In early 2020, an employee at a global food supplier left work early with flu-like symptoms. That day she obtained a doctor’s note recommending that she “stay out of work for three days, from February 19-21, 2020.” The employee requested to have five days off to recuperate. However, the note said nothing about her inability to work beyond those three days. Her employer terminated her on February 21.
The employee subsequently became a plaintiff and brought claims under the Family and Medical Leave Act. Specifically, she claimed that the defendant interfered with her FMLA rights by terminating her employment.
To prevail on her FMLA interference claim, the plaintiff had to show that she was entitled to FMLA leave because, you know, duh.
The defendant never offered her leave under the Family and Medical Leave Act. And for good reason. Let’s check the rules, shall we?
Under the FMLA, a “serious health condition” includes any “illness, injury, impairment, or physical or mental condition that involves . . . continuing treatment by a health care provider.” One way to demonstrate a serious health condition based on continuing treatment is to show that the underlying condition involves a “period of incapacity of more than three consecutive, full calendar days.”
Was the plaintiff incapacitated for more than three days? Not according to her primary piece of evidence: the doctor’s note. It said that she would miss work for three days and no more.

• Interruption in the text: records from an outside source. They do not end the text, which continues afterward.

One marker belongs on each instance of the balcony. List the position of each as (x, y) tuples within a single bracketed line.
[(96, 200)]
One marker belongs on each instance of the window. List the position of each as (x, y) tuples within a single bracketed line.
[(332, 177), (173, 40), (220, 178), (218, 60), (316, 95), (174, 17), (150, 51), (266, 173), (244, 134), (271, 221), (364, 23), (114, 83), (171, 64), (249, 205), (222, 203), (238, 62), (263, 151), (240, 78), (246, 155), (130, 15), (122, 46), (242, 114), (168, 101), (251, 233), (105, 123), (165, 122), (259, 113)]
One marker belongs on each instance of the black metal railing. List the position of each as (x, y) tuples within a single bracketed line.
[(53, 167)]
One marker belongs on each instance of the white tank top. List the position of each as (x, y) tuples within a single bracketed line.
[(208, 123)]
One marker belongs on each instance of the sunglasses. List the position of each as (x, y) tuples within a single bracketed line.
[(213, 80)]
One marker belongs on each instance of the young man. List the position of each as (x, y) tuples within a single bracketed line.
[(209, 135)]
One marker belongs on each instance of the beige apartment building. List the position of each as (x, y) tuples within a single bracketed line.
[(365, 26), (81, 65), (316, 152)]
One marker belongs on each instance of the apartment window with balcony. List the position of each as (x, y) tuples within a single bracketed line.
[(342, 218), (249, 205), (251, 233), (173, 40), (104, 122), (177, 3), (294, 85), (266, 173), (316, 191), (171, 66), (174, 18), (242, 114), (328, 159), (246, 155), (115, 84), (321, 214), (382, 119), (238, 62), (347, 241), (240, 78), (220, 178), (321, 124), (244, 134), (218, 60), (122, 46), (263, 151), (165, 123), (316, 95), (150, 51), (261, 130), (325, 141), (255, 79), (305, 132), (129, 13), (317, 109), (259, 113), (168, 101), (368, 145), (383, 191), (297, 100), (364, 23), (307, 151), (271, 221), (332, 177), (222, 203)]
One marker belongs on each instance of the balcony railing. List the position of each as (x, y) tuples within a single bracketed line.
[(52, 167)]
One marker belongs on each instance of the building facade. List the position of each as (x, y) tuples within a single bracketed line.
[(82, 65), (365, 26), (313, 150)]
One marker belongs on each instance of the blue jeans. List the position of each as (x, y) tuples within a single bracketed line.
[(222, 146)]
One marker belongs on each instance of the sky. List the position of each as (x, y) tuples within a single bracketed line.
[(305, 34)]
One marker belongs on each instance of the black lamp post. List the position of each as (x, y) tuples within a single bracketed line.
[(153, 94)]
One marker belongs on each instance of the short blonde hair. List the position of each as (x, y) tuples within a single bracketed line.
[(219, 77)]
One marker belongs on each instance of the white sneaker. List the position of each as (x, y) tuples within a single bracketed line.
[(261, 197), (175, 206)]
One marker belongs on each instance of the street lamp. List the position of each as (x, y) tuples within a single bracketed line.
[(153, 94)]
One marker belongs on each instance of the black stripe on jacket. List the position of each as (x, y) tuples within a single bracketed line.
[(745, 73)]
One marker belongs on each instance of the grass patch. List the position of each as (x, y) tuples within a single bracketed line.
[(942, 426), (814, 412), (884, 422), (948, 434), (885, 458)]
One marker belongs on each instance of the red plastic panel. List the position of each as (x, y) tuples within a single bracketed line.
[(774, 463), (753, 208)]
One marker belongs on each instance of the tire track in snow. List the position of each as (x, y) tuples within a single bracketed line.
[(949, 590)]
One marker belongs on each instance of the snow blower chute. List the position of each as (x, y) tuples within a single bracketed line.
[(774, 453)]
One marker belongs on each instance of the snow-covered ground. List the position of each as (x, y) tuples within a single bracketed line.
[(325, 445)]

But what about her five-day leave request? That’s not dispositive because a “serious health condition” turns on an objective inquiry into the need for “continuing treatment by a health care provider” and the duration of her incapacity. Indeed, she testified at deposition that she could have worked on the third day of her absence.
The plaintiff also testified that she returned to the emergency room on March 18, 2020, with COVID-19-like symptoms as evidence that she was sick for a month straight. What about that?
Well, here’s the thing—the period of incapacity did not span consecutive days. The plaintiff testified that her symptoms from February 2020 resolved before she got sick again, demonstrating that she was not continuously incapacitated for that entire period.
No FMLA interference. Case dismissed.
Kramer said it himself, “Hey, a rule is a rule. And without rules, there’s chaos.”
You can read the entire Second Circuit decision here.
Generally, the FMLA does not cover flu-like illnesses unless particularly severe (think: overnight emergency room stay). There’s no harm in providing FMLA paperwork, but leaves should not be treated as such unless employees are eligible to take the leave and provide supporting medical certification. Otherwise, it’s considered a regular absence.